Kansas City Chiefs Arrowhead Stadium - CODAworx

Kansas City Chiefs Arrowhead Stadium

Client: Kansas City Chiefs Football Club

Location: Kansas City, MO, United States

Completion date: 2013

Artwork budget: $75,000

Project Team

Artist

Dierk Van Keppel

Rock Cottage Glassworks Inc.

Industry Resource

Tom Zahner

A. Zahner Co.

Client

Kansas City Chiefs, Sharron Hunt

Overview

This public art competition was awarded to me in January 2013. The piece was designed to hang above the escalators leading up to the Stadium Club area. The piece is comprised of blown and fused glass rondels held together back to back and suspended by stainless steel cables that pass through stand offs that connect the glass.

Goals

The art committee did not want any literal football imagery. Part of the call for artists referred to works that reflect the beauty of this region. The rivers, the ozark hills and trees. The prairies and the big sky. My desire was to tie something important to the team, their colors, to the red dawn we often see here in the morning.

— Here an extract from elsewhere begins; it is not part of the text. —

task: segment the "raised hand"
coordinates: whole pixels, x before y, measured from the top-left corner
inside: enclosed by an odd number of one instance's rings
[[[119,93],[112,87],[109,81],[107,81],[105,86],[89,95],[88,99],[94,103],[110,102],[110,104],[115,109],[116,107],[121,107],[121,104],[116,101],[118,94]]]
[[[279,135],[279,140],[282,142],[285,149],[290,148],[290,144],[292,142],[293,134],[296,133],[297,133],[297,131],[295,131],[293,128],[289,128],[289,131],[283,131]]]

I also think that the theme was very important to the team and its' fans during a rebuilding year. There were more than a dozen works collected in this initial phase and the teams owners see the arts as extremely important to integrating into the Kansas City community along with the youth education and exercise programs that they also sponsor.

Process

When I submitted my initial idea for this project it was literally a glass football. The art committee really liked my resume but they did not want a "football." They asked me to contact Sharron Hunt. I called Sharron and she shared her interest in the beauty of the landscape. We began to trade rough sketches back and forth and arrived at an idea together that satisfied the art committee:"Red Dawn" I work wit A. Zahner Co. and we began to design the attachment and suspension system. The idea was to hold the fused glass panels back to back with stand offs. Stand offs are commonly used to mount plate glass rail systems. We then drilled through the center of the standoffs so that the cable would pass through and the weight would bear on on the connection and the load would be uniformly spread through the glass. The panels were also coated on the back side with flex tech. Flex Tech is a chemical epoxy that holds the glass together in case of breakage. Given that this piece was installed above an escalator with thousands of rowdy football fans involved, public safety became a paramount factor.

Additional Information

My intention with all my work is to create something original that excites me. More then that I love being told how much my client loves living with the work, or that the clients friends or patrons want to know who made the work. I find that certain people want real quality in their lives. They want to be a part of the design process, they want to know the maker. These special people understand that they are part of the stewardship of creativity by establishing a provenance to work with an artist to see their vision come into being.